Et de citer l’exemple des livres de photos d’un Jock Sturges – avec des images d’enfants et d’adolescents « artistement » photographiés dans des camps de nudistes – ou d’un David Hamilton, qui s’est récemment suicidé après avoir fait l’objet de multiples accusations de viol de la part de femmes qui disent avoir été agressées lors de séances de prise de vue au cours de leur adolescence il y a plusieurs dizaines d’années.
 
« Ces images n’ont rien à voir avec celles qu’on trouve dans les albums de famille montrant les enfants à l’heure du bain. Ce sont des mises en scène lancinantes et provocatrices de nudité enfantine, de jeunes prépubères et adolescents, montrant souvent leurs parties intimes. Si un homme de votre quartier prenait ce type d’images de votre enfant, vous ne les appelleriez pas artistiques, vous appelleriez la police », souligne-t-elle.
 
Une brève plongée dans le site d’après les indications de Dawn Hawkins montre qu’Amazon n’hésite pas à mettre en vente les objets les plus saugrenus et les plus choquants. Des poupées du genre gonflable avec des visages de jeunes adolescentes. Des body pour bébé de 6 à 24 mois avec des images érotiques de la pin-up porno Bettie Page, avec les mots « Pin up en préparation »… Pour ces derniers, NCOSE demande leur retrait immédiat de la vente.
 

Amazon vend des manuels de proxénétisme

 
Mais il y a aussi des t-shirts avec des photos pornographiques, des manuels de proxénétisme comme The Pimp’s Bible : The Sweet Science of Sin… (« La bible du maquereau : la douce science du péché »).
 
On pourrait dire que s’adressant à un public majeur, Amazon ne fait rien de techniquement répréhensible dès lors que les produits vendus ne mettent pas en scène des mineurs et ne leur sont pas destinés.

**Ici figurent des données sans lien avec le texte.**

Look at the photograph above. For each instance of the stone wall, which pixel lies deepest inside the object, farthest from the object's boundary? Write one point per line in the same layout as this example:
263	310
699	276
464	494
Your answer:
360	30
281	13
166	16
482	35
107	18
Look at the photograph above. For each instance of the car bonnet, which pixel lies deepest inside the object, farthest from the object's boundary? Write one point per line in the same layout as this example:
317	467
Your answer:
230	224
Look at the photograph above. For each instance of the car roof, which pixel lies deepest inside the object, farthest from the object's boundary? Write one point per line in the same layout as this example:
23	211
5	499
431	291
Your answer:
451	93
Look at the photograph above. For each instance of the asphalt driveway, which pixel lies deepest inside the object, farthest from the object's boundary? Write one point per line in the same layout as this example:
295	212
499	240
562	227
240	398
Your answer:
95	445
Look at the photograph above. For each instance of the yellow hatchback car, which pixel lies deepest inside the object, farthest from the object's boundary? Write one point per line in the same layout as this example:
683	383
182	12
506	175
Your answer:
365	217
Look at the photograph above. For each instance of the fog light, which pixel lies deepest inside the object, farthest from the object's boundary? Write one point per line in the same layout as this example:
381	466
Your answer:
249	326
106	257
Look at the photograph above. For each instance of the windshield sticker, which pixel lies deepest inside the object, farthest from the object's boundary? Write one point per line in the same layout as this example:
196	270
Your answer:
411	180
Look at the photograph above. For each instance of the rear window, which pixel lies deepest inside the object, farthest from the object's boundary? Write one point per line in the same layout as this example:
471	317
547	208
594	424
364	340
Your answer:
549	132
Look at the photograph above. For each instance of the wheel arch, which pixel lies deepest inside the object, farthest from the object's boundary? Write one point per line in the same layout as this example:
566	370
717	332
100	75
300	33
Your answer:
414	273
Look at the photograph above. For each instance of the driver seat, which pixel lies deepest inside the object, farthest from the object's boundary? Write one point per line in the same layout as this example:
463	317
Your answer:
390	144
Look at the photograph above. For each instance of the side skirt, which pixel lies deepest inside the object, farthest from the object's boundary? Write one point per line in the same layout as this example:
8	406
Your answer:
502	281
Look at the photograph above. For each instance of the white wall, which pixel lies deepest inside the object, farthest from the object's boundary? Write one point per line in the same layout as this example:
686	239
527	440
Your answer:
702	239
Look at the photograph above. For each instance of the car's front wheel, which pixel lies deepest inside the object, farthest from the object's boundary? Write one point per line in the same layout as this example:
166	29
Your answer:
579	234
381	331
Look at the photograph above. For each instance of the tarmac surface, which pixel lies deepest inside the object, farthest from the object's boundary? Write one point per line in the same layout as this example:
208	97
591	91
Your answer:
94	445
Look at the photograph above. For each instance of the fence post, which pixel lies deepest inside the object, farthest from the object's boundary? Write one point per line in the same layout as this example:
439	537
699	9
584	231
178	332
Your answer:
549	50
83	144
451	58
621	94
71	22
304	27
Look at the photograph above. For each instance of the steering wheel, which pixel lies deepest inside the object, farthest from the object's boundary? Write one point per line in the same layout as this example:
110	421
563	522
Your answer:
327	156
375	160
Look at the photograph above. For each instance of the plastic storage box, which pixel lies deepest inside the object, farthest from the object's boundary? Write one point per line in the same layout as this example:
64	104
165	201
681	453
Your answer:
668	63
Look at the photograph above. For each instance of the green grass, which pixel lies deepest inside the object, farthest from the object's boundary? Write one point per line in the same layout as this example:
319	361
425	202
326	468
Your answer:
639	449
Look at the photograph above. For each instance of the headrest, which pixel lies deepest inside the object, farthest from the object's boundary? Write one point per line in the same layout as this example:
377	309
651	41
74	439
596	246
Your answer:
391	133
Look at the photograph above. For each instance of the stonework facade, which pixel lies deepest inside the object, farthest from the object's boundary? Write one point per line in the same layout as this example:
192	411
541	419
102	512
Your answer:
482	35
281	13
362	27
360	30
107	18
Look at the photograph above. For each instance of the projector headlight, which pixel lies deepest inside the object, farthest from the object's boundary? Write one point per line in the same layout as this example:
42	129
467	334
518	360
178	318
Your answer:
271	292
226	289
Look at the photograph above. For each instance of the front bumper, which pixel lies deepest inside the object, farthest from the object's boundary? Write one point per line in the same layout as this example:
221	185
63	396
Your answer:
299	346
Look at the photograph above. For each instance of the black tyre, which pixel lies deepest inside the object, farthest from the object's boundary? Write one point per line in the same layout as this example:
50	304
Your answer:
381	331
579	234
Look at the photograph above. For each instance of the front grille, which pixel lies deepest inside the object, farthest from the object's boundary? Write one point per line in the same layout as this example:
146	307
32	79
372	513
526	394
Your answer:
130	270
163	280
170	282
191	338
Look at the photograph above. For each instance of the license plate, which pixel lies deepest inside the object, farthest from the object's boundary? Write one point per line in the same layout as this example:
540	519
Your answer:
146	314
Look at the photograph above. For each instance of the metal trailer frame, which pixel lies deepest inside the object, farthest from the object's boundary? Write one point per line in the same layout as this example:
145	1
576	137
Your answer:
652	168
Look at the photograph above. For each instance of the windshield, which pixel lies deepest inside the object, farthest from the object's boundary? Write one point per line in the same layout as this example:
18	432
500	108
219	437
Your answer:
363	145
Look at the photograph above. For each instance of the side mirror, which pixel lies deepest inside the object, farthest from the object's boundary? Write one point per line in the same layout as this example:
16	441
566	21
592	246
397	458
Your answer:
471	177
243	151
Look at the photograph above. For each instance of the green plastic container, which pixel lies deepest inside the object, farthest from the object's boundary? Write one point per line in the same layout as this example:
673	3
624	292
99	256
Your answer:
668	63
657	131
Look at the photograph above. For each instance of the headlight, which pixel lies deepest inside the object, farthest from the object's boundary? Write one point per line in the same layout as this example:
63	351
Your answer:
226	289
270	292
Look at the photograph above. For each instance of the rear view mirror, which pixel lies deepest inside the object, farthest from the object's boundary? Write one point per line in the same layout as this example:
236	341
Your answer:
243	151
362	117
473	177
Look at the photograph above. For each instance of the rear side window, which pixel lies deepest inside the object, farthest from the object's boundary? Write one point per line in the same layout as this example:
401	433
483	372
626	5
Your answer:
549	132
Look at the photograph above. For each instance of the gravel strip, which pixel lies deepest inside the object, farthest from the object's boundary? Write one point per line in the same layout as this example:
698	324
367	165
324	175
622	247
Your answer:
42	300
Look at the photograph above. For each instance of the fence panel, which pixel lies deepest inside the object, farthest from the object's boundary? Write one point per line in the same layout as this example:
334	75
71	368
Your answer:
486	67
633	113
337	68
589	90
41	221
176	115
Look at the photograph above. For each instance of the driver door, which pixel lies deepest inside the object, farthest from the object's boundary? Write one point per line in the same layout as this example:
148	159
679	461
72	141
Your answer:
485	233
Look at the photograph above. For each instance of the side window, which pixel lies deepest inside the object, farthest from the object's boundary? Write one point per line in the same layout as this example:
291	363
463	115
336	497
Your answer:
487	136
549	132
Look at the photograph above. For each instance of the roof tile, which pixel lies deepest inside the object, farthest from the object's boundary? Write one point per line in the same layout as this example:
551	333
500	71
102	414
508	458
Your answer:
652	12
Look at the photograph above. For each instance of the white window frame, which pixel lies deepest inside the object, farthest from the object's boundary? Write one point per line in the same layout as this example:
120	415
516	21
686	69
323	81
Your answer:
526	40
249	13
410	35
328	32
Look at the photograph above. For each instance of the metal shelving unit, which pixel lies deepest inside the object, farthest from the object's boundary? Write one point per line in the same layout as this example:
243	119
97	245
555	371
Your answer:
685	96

Mais il se trouve que précisément, Amazon affiche une politique de refus de vente d’objets prêtant à l’exploitation sexuelle, et de matériel pornographique. « Sa politique est au mieux systématiquement mal mise en œuvre, au pire, c’est un énorme mensonge », souligne Hawkins. Il suffit de voir ses sections « restreintes » où l’on trouve toute la gamme du porno dur, accessibles à tout un chacun.
 
A tout le moins, la cohérence s’impose : cesser de se présenter comme une entreprise ayant une charte éthique et des exigences pour permettre aux clients de savoir où ils en sont, ou alors prendre les mesures pour que les acheteurs aient l’assurance de se fournir auprès d’une entreprise conforme à leurs exigences.